You are on the North Shore of a river, and you want to get to the South Shore. In the river are 6 islands and 13 bridges connecting the islands and shores. However, a storm gives a 50% chance to each bridge to collapse before you cross (independent of each other).
Some bridges are now collapsed (or they could be all intact or all collapsed). What is the probability that you will be able to make it over the river?
From FiveThirtyEight.
The answer is
exactly 50%.
To see this,
Suppose in a parallel universe, someone wants to cross from the West Shore to the East Shore at the same you're trying to cross from North to South:
Instead of saying the bridges are destroyed, we'll say that for each bridge, either the orange bridge or the green bridge that crosses it are built. This doesn't change the probability that the North-South crossing is possible.
In this situation, clearly exactly one of you or your imaginary friend will be able to cross -- if a West-East crossing is impossible, this means West and East are separated by a path that goes from North to South, and vice-versa.

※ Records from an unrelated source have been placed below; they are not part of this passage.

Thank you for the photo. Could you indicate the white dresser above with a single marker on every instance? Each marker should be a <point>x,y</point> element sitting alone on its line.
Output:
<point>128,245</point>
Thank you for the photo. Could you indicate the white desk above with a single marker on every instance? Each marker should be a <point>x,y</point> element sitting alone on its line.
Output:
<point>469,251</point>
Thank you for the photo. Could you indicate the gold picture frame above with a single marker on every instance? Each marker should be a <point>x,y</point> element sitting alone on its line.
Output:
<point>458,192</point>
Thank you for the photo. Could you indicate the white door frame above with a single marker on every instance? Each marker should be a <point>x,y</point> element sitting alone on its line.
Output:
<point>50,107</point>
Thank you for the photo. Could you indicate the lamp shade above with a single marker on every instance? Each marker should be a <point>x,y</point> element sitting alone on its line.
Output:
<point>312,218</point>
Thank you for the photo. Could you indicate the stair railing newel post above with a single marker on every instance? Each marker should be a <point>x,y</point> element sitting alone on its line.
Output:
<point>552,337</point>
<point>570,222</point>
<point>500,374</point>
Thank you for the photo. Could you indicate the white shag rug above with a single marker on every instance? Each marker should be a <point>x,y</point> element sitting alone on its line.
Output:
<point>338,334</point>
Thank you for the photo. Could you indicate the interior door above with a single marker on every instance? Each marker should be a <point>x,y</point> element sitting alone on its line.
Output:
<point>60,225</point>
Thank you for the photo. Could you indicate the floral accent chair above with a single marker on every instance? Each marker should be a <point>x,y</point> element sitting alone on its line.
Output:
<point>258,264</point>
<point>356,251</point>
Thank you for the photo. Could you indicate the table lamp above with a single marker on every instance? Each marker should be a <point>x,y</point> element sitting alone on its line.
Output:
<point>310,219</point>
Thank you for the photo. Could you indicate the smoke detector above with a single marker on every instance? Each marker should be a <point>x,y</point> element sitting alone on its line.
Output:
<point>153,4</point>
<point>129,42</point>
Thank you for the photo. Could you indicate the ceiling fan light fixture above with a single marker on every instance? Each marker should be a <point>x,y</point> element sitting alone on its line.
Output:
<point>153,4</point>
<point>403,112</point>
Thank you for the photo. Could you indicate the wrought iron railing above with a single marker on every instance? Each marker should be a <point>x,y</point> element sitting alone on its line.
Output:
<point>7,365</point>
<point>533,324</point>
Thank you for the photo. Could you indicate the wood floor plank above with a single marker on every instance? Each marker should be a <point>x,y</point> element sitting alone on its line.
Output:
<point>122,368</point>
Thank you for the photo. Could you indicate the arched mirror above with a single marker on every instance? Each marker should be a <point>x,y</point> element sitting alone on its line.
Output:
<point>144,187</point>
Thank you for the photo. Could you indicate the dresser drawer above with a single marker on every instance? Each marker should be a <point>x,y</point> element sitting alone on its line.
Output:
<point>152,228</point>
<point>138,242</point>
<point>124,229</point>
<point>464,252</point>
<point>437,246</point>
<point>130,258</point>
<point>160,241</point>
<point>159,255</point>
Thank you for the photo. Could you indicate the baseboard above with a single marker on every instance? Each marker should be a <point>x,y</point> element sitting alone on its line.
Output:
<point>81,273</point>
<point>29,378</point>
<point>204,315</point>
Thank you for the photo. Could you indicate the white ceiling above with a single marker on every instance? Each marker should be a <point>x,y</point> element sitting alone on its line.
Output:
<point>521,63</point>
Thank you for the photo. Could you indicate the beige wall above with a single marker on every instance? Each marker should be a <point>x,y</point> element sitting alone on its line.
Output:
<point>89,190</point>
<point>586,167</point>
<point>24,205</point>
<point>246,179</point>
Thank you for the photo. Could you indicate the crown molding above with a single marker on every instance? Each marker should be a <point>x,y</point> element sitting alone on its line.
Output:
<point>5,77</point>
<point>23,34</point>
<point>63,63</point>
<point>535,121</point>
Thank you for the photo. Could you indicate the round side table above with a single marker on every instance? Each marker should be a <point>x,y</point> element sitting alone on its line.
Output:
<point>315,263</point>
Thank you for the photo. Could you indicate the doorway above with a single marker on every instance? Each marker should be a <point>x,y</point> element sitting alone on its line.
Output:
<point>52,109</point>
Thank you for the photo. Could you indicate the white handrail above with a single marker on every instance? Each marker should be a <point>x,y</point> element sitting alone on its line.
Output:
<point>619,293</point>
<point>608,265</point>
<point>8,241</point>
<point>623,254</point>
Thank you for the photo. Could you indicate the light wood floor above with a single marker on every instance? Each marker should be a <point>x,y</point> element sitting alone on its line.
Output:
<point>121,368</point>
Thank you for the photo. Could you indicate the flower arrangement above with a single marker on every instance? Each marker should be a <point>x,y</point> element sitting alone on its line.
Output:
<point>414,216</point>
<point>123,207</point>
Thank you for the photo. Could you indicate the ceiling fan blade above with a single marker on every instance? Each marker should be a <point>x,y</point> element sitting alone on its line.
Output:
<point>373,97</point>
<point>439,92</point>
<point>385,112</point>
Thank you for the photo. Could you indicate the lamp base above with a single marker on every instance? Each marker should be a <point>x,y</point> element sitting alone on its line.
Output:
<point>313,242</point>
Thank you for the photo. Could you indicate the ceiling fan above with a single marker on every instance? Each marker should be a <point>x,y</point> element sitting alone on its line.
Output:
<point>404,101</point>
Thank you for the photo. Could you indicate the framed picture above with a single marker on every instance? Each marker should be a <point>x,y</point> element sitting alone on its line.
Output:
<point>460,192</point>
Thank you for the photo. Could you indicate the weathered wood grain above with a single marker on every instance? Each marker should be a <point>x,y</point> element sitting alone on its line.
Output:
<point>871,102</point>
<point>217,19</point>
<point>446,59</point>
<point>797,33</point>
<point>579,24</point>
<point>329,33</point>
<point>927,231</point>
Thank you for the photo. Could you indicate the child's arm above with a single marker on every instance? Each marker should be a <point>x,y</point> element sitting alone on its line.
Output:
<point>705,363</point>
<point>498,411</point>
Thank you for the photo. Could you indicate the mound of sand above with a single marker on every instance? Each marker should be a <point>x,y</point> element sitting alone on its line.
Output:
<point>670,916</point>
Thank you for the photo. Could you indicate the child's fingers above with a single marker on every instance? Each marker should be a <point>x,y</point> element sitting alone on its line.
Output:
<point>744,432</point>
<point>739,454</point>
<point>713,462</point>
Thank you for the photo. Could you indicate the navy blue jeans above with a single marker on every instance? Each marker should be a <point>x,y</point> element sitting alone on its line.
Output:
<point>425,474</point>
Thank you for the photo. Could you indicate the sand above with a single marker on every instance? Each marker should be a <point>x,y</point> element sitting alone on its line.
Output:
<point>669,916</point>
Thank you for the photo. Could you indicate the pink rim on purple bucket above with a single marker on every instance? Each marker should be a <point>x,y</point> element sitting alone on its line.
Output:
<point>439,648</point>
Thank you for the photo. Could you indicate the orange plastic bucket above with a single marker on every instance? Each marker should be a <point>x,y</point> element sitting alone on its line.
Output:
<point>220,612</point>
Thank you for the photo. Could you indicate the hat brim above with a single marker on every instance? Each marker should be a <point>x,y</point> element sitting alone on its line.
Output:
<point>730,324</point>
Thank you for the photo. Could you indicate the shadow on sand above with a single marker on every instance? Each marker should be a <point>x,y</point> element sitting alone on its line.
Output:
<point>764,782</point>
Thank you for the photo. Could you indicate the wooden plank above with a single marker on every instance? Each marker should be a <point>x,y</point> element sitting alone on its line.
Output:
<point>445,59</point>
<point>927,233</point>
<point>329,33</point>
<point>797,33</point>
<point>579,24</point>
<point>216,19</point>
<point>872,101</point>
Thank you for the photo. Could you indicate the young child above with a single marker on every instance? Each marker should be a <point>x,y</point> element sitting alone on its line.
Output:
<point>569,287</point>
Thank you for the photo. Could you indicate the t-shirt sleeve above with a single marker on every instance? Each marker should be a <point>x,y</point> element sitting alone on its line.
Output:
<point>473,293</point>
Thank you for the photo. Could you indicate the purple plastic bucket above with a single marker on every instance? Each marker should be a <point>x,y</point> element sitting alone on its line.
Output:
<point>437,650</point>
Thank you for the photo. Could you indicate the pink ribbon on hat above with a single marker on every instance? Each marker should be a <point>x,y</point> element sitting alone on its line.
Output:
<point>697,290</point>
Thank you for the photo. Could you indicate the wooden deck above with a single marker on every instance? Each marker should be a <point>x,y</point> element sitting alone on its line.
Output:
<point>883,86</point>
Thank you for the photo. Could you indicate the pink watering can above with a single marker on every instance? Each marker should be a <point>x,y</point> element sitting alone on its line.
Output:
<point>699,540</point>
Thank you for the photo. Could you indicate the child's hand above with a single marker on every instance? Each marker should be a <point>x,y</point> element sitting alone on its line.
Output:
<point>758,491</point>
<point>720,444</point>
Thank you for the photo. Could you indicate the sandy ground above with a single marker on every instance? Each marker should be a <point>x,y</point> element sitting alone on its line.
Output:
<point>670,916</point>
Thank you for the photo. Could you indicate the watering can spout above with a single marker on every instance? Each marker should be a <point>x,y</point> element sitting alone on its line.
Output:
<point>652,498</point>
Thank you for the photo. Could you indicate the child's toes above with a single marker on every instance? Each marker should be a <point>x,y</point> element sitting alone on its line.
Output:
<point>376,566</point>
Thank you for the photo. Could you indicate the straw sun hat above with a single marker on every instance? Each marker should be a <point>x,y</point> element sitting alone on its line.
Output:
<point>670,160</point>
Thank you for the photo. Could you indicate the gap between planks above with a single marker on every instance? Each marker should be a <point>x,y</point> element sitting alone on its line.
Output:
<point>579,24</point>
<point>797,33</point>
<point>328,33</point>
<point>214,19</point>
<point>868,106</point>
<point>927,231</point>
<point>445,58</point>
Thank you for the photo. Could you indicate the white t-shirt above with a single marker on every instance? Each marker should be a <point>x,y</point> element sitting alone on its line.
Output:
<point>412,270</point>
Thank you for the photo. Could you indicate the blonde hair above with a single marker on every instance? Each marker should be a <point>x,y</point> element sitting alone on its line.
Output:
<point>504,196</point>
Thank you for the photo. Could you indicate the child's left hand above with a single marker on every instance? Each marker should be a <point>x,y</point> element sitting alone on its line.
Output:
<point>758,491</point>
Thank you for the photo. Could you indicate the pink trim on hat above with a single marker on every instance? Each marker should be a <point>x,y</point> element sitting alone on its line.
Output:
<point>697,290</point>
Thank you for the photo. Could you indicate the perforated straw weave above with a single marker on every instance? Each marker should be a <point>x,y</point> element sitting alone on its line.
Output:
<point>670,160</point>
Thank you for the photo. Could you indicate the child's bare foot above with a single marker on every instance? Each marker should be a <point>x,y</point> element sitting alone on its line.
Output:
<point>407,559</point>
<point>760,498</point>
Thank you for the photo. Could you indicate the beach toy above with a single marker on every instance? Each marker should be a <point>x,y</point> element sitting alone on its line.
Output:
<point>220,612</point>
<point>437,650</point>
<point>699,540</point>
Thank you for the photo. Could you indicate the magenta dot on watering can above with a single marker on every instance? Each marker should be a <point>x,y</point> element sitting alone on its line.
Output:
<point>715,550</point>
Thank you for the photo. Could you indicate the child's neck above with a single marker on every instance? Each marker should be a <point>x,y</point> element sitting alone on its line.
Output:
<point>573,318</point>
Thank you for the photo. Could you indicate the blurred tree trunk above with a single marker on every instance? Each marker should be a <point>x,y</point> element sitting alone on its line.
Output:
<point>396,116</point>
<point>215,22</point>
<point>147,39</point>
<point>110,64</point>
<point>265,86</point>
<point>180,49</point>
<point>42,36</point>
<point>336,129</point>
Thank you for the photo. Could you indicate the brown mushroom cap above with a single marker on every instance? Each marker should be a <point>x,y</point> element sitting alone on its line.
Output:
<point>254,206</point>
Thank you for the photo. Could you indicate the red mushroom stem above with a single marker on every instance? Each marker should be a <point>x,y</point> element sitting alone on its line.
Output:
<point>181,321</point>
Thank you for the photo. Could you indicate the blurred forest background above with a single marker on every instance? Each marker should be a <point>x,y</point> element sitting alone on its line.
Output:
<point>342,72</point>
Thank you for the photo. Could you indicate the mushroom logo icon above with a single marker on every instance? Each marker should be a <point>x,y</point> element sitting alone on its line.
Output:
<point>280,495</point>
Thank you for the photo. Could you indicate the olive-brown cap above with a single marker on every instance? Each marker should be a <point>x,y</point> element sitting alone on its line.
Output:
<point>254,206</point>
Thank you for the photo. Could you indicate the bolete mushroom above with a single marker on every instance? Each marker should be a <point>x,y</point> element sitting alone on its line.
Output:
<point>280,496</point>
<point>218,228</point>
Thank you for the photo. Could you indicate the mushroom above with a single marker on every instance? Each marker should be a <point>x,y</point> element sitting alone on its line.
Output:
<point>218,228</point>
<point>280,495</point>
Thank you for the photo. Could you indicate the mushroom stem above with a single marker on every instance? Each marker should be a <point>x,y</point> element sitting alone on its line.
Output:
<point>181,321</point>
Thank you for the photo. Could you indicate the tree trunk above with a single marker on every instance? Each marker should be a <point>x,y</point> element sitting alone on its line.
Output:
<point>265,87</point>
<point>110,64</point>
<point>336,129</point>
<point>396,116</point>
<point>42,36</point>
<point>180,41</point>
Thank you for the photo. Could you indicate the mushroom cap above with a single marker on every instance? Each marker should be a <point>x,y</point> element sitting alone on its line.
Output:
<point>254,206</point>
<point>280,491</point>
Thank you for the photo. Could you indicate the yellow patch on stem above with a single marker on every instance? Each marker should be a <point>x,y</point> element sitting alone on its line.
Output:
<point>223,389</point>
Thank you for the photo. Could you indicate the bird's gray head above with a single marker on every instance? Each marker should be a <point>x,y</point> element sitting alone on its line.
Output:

Because the situation is completely symmetric, the chance that you will be the one to cross, and not the one in the parallel universe, is 50%.
There is of course, a brute force way to answer this problem if, as @glugglug asked, the probability of a bridge breaking is not 0.5.
First, what's the probability of the three eastmost bridges all still standing? This gives us a path from North to South using only three bridges. Well, if the probability of a bridge still standing is p (in our case, p=0.5), the probability of all three of those bridges standing is p^3 (in this specific case, 0.125).
If those bridges are up, great, we will take those, but in the remaining 0.875 cases (1-p^3), what are the chances that the three center bridges are standing? Again, that's p^3, but it's p^3 out of the remaining 1-p^3 cases, not out of 1, because we wouldn't be looking at the center bridges if we had already found a way across on the eastmost ones. So, the chances of either being able to cross the eastmost briges or the center bridges are (p^3) + (p^3) * (1 - p^3).
Or, more generally, (probability of all the previous routes) + (probability of current route)*(1 - probability of all the previous routes).
For the westmost bridges, we would do the same thing, the probability of those three bridges standing is p^3, the total probability of a route using only three bridges existing is
[(p^3) + (p^3) * (1 - p^3)] + (p^3) * [(p^3) + (p^3)*(1 - p^3)].
You have to continue summing these up until you have accounted for all possible routes, I believe there are 3 that only use 3 bridges (each with probability p^3), 8 that use 4 bridges (p^4), 4 that use 5 bridges (p^5), 4 that use 6 bridges (p^6), and 4 that use 7 bridges (p^7), but I just did that very quickly in my head and may have missed some.
If anyone wants to do all that out by hand with p=0.5 and see if the answer is also 0.5, be my guest, I may do it later if I'm bored enough.